Most clients notice meaningful improvement within 12 to 20 sessions of CBT. Mild to moderate depression often responds within 8 to 12 sessions. Your therapist will set measurable goals using validated tools like the PHQ-9 and adjust treatment as you progress.
What is CBT for depression?
Cognitive Behavioral Therapy (CBT) is the most researched treatment for depression. It helps you identify and restructure negative thought patterns, increase behavioral activation (meaningful activities), and build coping skills. Research shows 50–70% of people with depression improve significantly with CBT.
Is depression therapy covered by insurance in Arkansas?
Yes. ZipHealthy is a preferred provider with BCBS of Arkansas and works with Aetna, UnitedHealthcare, Medicare, and TRICARE. Depression is a covered mental health condition under most insurance plans. We verify your benefits before your first appointment.
Can depression be treated with telehealth?
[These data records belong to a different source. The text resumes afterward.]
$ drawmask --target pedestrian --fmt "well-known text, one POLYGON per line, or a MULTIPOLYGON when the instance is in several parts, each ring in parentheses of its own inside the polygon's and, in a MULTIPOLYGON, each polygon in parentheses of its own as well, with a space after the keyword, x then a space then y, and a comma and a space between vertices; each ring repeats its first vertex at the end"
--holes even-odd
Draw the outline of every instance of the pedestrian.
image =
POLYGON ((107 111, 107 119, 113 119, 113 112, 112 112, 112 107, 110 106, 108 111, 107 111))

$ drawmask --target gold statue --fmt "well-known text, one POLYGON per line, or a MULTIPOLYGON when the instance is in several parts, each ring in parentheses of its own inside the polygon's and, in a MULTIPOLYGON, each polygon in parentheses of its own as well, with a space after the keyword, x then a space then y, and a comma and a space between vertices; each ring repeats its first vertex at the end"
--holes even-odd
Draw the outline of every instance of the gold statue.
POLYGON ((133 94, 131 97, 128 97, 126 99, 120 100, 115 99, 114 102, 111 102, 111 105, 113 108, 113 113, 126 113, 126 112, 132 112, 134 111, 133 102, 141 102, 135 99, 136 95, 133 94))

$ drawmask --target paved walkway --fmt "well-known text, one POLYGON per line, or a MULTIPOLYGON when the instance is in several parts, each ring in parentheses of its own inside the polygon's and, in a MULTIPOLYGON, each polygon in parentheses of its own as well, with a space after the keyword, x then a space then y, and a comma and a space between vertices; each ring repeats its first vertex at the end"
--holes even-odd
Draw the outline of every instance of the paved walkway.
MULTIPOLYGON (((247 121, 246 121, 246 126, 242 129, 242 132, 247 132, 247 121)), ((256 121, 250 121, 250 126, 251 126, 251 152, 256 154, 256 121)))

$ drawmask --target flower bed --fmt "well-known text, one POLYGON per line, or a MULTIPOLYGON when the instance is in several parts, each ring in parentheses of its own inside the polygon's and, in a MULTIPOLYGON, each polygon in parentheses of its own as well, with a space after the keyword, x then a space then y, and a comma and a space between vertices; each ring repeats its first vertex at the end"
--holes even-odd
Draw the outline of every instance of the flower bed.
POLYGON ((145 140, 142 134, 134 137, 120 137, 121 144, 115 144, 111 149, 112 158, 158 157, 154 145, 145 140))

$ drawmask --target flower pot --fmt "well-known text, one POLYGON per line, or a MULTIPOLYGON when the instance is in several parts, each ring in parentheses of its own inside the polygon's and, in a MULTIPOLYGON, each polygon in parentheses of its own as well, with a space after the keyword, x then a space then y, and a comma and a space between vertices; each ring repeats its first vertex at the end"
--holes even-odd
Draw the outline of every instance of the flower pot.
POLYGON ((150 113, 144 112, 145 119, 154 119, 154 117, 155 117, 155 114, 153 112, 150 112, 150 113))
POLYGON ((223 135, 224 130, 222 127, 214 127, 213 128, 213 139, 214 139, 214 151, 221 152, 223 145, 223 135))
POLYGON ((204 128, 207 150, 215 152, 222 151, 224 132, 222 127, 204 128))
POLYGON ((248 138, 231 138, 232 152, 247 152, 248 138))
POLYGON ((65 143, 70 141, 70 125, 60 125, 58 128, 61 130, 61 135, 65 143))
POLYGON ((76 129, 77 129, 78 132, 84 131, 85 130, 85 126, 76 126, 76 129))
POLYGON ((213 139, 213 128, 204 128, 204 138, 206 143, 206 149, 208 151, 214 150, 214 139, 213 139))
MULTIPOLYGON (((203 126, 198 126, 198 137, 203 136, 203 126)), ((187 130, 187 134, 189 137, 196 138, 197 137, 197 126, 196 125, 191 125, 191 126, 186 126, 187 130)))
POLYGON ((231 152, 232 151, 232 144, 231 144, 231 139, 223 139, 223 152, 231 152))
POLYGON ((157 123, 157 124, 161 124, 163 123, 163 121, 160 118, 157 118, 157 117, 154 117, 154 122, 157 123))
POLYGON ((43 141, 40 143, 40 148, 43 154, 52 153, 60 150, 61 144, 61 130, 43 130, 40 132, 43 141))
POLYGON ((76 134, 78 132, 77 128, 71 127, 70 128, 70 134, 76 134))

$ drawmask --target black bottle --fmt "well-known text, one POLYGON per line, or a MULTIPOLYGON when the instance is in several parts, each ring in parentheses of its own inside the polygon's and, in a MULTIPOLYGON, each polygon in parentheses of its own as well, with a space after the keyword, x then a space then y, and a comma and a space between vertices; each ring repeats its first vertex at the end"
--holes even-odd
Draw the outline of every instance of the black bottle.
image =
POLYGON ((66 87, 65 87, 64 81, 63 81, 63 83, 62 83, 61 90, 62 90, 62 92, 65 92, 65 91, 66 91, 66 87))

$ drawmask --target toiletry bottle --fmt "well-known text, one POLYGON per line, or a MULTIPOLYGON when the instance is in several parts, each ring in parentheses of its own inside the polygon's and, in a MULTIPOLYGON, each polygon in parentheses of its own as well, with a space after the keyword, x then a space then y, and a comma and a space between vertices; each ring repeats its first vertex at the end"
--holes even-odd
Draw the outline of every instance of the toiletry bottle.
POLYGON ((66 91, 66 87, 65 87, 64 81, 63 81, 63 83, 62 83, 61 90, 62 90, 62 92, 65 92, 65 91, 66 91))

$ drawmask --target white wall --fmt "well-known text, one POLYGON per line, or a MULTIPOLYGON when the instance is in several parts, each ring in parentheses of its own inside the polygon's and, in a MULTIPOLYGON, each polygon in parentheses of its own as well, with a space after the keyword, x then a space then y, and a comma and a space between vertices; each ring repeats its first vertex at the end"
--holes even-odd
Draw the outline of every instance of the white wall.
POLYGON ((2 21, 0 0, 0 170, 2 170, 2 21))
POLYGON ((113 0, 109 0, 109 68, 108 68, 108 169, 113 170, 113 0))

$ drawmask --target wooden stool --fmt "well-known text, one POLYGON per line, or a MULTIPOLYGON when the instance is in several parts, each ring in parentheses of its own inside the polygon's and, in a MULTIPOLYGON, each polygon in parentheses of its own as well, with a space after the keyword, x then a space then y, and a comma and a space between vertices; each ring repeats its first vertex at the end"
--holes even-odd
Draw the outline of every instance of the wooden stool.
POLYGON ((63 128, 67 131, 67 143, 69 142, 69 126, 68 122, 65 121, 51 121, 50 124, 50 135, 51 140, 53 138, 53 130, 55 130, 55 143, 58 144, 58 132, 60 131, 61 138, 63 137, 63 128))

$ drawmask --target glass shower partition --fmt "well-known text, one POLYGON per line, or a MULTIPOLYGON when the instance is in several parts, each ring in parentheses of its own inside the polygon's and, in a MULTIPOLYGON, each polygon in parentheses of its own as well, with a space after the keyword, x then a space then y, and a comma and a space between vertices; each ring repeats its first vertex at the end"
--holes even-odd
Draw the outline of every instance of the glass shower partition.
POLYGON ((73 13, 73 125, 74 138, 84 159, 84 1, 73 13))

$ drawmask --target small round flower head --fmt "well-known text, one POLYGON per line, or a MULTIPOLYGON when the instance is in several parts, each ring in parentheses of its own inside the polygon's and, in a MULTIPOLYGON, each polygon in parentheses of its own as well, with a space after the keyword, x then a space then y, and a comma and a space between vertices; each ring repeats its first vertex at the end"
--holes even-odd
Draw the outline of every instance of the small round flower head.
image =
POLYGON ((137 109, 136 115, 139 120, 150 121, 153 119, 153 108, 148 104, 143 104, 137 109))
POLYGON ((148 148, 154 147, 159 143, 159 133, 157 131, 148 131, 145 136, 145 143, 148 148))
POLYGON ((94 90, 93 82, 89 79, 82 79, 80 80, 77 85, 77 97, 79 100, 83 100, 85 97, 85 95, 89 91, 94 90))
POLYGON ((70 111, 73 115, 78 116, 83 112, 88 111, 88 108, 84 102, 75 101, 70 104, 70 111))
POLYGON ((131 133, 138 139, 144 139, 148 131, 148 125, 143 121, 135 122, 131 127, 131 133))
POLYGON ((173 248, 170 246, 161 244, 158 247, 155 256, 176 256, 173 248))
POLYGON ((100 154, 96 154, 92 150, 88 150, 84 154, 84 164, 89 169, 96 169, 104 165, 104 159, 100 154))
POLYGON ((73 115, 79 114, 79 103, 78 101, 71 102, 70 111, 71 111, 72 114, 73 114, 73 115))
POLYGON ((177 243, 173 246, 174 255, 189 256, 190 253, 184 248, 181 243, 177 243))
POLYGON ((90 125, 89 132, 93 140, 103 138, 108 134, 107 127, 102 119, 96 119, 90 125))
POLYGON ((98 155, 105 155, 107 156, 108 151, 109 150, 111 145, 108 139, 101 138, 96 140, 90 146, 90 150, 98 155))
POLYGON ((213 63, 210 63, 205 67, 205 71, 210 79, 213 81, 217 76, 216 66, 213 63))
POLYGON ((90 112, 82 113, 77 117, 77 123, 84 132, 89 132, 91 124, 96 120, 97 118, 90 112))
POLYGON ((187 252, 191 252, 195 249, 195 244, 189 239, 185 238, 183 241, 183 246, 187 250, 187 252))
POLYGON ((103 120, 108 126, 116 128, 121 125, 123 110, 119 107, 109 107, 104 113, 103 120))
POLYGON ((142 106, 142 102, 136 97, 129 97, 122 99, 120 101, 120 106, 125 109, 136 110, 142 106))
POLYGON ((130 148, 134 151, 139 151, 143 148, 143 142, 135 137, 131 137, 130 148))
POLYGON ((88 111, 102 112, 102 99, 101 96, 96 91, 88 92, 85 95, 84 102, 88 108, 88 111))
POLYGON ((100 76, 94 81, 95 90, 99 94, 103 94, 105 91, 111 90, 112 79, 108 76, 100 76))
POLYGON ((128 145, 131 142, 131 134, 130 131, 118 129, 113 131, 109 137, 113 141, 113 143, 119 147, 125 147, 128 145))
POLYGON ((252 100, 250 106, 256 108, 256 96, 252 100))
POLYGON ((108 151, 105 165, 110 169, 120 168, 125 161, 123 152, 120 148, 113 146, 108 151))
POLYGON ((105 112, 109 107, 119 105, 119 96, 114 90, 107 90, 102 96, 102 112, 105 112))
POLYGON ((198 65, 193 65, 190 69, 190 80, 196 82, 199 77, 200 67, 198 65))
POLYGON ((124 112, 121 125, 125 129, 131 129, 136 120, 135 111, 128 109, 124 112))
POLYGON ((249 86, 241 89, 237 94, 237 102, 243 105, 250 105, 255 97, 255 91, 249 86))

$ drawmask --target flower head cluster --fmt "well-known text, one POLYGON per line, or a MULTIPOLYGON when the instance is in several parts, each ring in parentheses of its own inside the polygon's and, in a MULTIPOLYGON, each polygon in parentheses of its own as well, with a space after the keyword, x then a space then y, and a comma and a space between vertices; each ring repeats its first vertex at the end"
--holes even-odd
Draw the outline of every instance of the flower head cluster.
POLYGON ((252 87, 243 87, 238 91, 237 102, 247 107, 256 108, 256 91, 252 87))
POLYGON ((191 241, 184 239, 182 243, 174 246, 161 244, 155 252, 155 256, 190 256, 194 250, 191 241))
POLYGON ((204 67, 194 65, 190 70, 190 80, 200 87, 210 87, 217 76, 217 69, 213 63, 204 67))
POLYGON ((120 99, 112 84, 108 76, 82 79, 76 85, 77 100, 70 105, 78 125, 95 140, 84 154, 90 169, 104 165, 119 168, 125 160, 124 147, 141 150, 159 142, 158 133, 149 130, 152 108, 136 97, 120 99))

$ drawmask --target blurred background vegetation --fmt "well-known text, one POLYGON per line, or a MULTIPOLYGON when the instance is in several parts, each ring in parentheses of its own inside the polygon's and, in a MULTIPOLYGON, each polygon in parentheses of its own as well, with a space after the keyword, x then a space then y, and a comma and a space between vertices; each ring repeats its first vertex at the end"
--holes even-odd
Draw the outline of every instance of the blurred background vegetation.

Yes. Research shows that CBT delivered via telehealth is equally effective as in-person treatment for depression. ZipHealthy offers secure, HIPAA-compliant video sessions for clients throughout Northwest Arkansas and the state of Arkansas.
Do you prescribe medication for depression?
ZipHealthy provides therapy-based depression treatment. If medication may be helpful, we coordinate with your primary care provider or a psychiatrist. Many clients find that CBT alone is effective, and research supports therapy as a first-line treatment for mild to moderate depression.